Annas also stressed the remoteness of Quill's involvement in his patient's death. After Diane repeatedly told him that she wanted to commit suicide, Quill advised her to seek information from the Hemlock Society. A week later, she called him and asked for sleeping pills. He supplied them, carefully informing her of the soporific and lethal dosages. In the case of Janet Adkins, Kevorkian hooked her up to his suicide apparatus and stood by as she pressed a button to administer a fatal dose of potassium chloride. The physician who treated "Debbie," on the other hand, directly injected her with an overdose of morphine.

These differences matter under the law. While attorneys advised Quill that he probably would not face criminal charges, Kevorkian escaped prosecution only because of a quirk of Michigan law; Debbie's doctor, if he or she could be identified, might well be charged with homicide. Yet the essence of the act was the same in each case, given one crucial condition: the patient's consent.

Pace Annas, a lengthy or close relationship does not guarantee consent; indeed, doctors who know their patients well might be more inclined to make decisions on their behalf. Conversely, a brief, businesslike relationship does not preclude informed consent. The accounts of Janet Adkins's friends and relatives, together with the messages she left and the papers she signed, make it clear that her decision to commit suicide was a thoughtful one.

"It's Over, Debbie" leaves some doubt on this score, since the patient's instructions, as reported, were ambiguous. But if her request had been clear and documented, there would be no reason for legally distinguishing between her case and the other two. Furthermore, although all three cases involved a terminally ill patient, assisted by a doctor, this similarity is not relevant to the question of consent. It's easy for most people to understand why someone faced with the prospect of dying painfully from cancer or of slowly losing her mind to Alzheimer's disease might want to commit suicide. In any case, polls find most Americans believe physicians should be allowed to assist such patients.

But if the law is to respect fundamental rights, it must not inquire into the why and how of suicide. Just as the right to property entails the right to give it away or destroy it, the right to live entails the right to die. The decision of whether to commit or assist a suicide should remain with the individual.
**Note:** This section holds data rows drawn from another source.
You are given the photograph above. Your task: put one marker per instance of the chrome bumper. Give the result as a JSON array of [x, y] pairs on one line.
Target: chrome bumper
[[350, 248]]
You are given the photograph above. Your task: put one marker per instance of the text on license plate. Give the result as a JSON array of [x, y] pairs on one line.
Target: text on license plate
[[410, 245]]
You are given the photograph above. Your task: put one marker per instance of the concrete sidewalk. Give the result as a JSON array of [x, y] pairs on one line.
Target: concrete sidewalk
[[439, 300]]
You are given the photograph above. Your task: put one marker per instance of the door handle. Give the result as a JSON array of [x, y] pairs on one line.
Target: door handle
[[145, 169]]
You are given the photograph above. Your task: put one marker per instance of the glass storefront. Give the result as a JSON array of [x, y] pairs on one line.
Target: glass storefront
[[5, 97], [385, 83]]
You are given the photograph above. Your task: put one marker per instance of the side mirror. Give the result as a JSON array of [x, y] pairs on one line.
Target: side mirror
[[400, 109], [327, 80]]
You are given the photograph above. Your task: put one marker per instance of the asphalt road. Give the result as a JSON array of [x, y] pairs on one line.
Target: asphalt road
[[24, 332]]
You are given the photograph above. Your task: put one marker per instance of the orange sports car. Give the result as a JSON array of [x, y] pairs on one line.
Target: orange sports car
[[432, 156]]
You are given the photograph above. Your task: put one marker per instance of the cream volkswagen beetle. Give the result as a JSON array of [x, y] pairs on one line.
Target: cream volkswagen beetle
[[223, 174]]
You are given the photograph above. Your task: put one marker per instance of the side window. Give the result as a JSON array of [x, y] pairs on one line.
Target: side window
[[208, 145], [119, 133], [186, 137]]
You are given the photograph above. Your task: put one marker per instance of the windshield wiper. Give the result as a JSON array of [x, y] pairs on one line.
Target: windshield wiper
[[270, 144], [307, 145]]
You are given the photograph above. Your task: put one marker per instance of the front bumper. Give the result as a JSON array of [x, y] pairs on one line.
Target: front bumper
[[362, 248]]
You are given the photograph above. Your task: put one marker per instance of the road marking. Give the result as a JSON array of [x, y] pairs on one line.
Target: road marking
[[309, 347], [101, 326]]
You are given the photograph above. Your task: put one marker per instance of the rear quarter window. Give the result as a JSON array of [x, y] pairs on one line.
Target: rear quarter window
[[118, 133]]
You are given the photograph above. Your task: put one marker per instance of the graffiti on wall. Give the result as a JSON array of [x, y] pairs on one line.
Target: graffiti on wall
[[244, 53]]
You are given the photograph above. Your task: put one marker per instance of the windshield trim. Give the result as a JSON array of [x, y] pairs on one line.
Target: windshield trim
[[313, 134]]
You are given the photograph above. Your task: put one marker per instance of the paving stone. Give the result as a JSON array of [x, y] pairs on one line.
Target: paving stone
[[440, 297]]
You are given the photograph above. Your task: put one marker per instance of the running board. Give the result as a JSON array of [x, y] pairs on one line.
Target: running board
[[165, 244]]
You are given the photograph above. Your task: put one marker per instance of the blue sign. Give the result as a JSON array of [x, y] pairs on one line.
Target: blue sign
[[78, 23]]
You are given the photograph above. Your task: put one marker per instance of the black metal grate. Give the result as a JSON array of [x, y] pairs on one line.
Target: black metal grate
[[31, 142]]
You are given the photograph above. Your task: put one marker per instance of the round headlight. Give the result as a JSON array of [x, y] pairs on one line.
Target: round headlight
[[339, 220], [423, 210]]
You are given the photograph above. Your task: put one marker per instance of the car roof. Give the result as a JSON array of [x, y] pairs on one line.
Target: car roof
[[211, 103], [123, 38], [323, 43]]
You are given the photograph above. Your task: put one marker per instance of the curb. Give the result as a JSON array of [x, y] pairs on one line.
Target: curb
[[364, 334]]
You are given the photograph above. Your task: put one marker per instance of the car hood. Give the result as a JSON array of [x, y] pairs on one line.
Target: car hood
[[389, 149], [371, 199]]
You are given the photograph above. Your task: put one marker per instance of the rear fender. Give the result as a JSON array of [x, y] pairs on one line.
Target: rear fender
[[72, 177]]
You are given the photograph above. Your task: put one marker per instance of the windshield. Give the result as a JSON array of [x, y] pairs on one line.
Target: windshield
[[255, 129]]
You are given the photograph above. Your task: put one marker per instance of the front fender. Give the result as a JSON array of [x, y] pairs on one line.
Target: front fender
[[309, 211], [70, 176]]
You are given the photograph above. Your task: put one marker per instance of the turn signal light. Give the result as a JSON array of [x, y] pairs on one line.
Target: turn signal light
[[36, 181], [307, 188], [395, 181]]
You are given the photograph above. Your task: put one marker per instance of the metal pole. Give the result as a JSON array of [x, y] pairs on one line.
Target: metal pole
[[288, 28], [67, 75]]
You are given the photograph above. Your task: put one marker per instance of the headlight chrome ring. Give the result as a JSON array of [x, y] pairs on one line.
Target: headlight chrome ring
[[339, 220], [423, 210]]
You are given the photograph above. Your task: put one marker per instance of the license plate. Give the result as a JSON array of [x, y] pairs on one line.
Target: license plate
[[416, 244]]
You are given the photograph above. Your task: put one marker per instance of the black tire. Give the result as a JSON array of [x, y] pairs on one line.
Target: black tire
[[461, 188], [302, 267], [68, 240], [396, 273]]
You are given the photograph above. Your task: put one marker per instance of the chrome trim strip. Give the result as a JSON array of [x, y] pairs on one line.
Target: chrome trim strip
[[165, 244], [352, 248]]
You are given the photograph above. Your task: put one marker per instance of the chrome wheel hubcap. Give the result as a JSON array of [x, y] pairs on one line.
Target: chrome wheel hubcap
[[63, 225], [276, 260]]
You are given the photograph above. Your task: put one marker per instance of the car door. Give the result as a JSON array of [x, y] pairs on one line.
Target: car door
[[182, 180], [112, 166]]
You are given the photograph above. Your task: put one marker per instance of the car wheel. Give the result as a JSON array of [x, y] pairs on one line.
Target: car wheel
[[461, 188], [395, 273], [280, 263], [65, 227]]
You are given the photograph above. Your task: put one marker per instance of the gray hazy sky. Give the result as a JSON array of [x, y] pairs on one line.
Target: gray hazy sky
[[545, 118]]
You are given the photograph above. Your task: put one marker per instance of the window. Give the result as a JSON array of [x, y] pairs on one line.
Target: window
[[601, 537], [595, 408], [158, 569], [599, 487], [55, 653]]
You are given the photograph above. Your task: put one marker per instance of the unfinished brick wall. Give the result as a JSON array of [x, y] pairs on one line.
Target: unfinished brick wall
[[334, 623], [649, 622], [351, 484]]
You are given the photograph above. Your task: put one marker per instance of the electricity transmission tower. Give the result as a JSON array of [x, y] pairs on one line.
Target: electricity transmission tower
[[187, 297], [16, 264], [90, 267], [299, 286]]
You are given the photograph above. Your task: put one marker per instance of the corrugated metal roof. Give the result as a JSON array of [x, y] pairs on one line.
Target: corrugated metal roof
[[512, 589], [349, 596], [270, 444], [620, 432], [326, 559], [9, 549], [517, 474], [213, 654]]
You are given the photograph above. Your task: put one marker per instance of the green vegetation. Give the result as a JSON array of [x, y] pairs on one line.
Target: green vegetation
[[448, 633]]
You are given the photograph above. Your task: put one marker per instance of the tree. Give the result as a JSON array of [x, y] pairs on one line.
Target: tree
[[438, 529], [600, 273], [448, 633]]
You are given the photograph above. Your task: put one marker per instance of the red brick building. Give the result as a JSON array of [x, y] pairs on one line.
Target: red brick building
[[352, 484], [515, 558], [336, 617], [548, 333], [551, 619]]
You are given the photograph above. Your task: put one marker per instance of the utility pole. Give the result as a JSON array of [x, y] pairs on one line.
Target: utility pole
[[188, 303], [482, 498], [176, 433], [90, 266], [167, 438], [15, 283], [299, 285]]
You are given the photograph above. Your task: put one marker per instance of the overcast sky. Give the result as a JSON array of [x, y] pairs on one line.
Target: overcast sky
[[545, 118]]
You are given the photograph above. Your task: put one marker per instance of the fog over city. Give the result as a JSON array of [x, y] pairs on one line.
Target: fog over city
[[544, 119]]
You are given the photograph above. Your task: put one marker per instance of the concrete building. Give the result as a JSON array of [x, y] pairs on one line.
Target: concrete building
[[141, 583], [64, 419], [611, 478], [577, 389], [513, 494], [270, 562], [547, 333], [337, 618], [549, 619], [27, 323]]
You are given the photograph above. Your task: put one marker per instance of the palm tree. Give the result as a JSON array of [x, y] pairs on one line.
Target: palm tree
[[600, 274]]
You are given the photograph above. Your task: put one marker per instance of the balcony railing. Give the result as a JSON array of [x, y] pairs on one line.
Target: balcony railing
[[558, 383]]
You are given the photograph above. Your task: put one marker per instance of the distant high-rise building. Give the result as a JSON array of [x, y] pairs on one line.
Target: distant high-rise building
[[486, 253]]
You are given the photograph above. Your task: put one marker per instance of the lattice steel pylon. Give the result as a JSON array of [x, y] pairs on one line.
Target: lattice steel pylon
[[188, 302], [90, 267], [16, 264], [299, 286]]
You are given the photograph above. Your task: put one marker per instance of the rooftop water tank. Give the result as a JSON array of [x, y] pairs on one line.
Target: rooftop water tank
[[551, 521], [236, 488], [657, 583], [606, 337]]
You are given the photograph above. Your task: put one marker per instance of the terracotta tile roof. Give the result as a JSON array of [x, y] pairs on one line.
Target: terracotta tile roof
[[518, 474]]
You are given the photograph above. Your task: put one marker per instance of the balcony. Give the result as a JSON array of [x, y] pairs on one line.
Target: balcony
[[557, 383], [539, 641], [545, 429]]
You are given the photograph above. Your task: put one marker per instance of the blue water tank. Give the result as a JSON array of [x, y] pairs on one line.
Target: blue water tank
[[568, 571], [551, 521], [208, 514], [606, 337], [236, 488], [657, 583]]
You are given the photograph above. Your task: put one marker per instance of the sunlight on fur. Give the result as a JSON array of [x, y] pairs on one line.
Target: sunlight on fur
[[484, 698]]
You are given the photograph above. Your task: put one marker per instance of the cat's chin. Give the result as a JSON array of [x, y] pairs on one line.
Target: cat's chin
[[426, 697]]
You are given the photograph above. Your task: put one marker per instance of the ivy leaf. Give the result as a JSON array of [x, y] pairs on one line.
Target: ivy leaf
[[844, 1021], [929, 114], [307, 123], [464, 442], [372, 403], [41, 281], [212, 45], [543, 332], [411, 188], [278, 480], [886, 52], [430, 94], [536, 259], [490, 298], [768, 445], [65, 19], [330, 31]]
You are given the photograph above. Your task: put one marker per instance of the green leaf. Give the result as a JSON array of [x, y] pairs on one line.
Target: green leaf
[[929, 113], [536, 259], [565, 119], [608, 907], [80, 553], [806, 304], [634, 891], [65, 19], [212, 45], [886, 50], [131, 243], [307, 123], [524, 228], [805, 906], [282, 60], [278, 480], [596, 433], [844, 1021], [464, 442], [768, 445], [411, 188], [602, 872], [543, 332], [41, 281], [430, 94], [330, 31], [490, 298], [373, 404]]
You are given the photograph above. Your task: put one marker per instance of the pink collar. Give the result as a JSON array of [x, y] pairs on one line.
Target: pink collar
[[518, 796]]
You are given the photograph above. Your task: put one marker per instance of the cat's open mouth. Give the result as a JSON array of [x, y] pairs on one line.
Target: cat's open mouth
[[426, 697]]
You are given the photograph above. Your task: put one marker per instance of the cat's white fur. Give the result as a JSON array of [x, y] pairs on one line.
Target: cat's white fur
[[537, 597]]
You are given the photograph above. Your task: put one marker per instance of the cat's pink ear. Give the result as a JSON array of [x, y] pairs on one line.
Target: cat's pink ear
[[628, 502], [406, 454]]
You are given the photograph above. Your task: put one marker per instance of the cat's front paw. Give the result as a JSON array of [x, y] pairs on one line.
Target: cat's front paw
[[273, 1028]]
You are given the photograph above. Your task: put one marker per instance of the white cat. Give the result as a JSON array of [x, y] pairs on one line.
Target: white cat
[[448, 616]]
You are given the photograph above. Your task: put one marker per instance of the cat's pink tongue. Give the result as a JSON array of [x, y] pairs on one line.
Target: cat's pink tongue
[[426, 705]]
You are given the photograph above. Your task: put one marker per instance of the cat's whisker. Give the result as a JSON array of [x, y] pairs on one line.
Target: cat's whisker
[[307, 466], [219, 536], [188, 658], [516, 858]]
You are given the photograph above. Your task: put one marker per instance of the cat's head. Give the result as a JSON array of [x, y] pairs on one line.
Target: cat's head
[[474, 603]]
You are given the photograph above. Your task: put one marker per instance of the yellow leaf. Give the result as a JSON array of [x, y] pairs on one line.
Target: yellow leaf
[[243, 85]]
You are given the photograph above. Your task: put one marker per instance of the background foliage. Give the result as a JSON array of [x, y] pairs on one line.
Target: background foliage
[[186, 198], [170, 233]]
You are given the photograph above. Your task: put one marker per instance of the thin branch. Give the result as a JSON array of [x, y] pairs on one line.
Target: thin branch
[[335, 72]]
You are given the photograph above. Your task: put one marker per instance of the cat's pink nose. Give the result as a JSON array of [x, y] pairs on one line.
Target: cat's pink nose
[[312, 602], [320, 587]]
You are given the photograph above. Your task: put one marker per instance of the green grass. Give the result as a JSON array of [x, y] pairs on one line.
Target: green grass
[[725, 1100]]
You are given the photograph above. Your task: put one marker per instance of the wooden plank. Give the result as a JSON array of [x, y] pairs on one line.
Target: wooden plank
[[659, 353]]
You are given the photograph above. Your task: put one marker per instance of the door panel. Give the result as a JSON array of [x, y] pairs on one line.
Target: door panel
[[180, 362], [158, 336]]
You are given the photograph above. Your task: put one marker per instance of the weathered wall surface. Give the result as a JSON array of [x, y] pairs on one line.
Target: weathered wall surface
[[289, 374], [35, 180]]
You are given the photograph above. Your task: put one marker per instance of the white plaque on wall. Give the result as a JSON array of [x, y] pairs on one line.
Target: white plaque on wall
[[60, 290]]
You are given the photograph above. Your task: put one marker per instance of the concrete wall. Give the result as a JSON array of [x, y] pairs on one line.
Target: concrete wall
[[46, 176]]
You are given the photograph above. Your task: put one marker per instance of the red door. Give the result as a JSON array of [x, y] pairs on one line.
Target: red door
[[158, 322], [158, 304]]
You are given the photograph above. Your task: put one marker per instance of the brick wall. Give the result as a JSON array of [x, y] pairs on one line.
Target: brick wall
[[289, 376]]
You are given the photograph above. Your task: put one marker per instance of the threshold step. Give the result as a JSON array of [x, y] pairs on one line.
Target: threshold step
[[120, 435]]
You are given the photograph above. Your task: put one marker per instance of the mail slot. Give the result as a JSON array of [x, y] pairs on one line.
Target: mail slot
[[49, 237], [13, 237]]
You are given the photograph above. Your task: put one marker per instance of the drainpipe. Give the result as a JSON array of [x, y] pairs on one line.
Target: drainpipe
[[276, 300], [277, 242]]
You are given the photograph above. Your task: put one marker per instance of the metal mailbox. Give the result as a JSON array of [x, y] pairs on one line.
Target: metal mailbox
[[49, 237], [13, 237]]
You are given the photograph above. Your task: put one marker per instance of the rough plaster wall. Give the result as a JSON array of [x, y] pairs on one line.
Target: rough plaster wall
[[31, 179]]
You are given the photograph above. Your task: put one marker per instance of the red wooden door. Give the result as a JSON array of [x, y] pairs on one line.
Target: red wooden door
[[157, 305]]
Few people who support a right of suicide would apply it to children, the severely mentally retarded, or someone in the advanced stages of Alzheimer's. But this sort of exception can be carried too far: Suicidal intent in itself should not prove legal incompetence, even when the reason seems irrational or when the person, if stopped, would live to regret the impulse. Mistakes, even fatal ones, are a price of liberty.

Still, defining the limits of the law does not end the moral debate. As Quill put it: "People have a right to commit suicide, but my participation is something I am very conservative about." Accepting another's right to kill himself does not mean that you agree to assist him, or even that you approve. You might still wonder what reasons (if any) are adequate and what role (if any) physicians should play. These are questions that should be thrashed out by doctors, philosophers, and religious leaders. But not by legislators.